Beberapa data  yang ku peroleh dari laporan Selina adalah jenazah para korban yaitu Rikardo beserta istri dan kedua anaknya sudah dibawa ke Rumah Sakit kepolisian. Selain itu, Selina juga menjabarkan kronologis pembunuhan berdasarkan saksi. Saksi yang ditanya oleh Selina adalah asisten rumah tangga dan tetangga yang ada di samping rumah mereka. Para saksi mengatakan, pembunuhan terjadi pukul 11.30 Waktu Indonesia Barat. Terdengar suara teriakan salah satu korban, namun tetangga sekitar kehilangan pelaku yang membunuh satu keluarga itu. Salah satu saksi juga mengatakan bahwa pelaku cukup lihai karena tak meninggalkan jejak sedikit pun.

Awalnya, aku merasa kejadian ini hanya peristiwa yang 'biasa saja'. Maksudku, bukan aku menyepelekan pembunuhan satu keluarga dan tak simpati dengan apa yang terjadi pada para korban. Maksudku adalah aku berpikir bahwa ini hanya akan menjadi kasus yang lewat begitu saja. Namun, melihat beberapa kasus belakangan, ini membuat aku dan juga redaksi kami berpikir sudah menjadi sebuah fenomena. Fenomena pembunuhan sekeluarga.

Jujur saja aku kepusingan sendiri memikirkan semua fakta yang ada soal kriminal. Bukan keahlianku menganalisis soal kriminal di dunia jurnalistik seperti begini. Aku lebih fokus pada persoalan politik dan megapolitan yang menyangkut orang banyak.

Semua pikiranku buyar ketika Selina telah selesai melaporkan informasi yang ia sampaikan dari lapangan. Selina mengembalikan ke Denny di studio dan Denny berterima kasih pada laporannya.

"Halo, Sel ... laporan yang bagus! Terima kasih ya!" pujiku pada Selina. Oke aku akui aku memang tak sepenuhnya memperhatikan laporan Selina karena larut pada lamunanku sendiri akan kasus itu. Tapi, tak ada salahnya memuji hasil dari sesama rekan kerja. Toh, laporan dia memang cukup baik dan lancar tadi.

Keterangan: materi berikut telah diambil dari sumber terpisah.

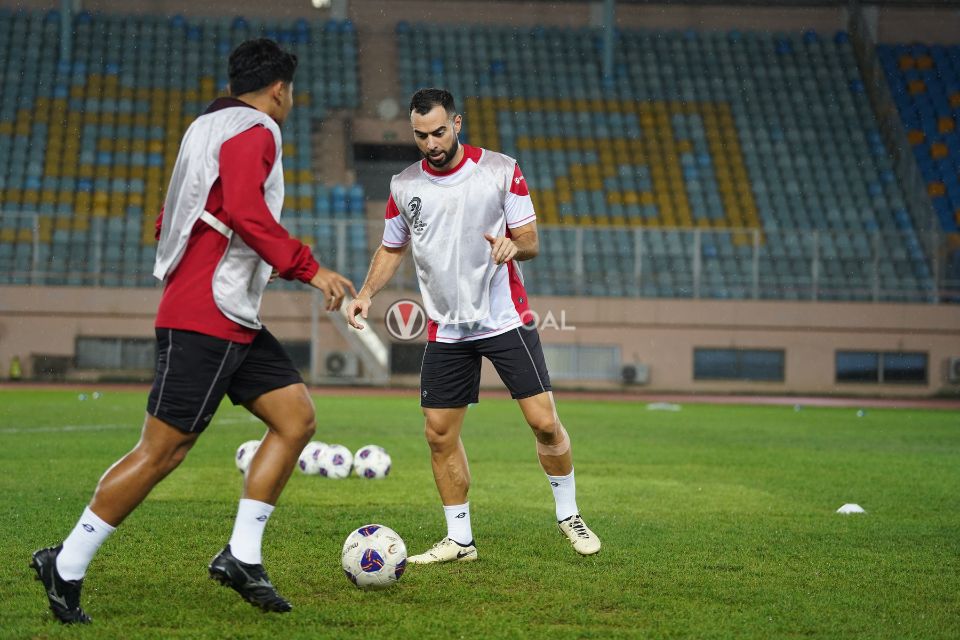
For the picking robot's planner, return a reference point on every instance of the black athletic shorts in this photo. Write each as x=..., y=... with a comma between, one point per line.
x=194, y=371
x=450, y=374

Aku berterima kasih pada semua kru yang ada di control room dan juga William karena telah membantuku memperlancar laporan langsung Selina tadi. Setelah itu, aku membuka pintu control room. Terciumlah wangi parfum air yang sebelumnya pernah ku hirup. Wangi air yang menyegarkan.

Mataku terbelalak saking kagetnya. Sementara mata Ezra juga bertatapan denganku. Tatapannya tajam bercampur teduh.

"Bisa bicara sebentar?" tanyanya. Suaranya yang berat itu membuatku sesak tak karuan. Aku hanya bisa menatapnya penuh dengan tanda tanya sambil jantungku berdegup kuat. Tak percaya, untuk pertama kalinya Ia membuka mulutnya untuk berkata padaku.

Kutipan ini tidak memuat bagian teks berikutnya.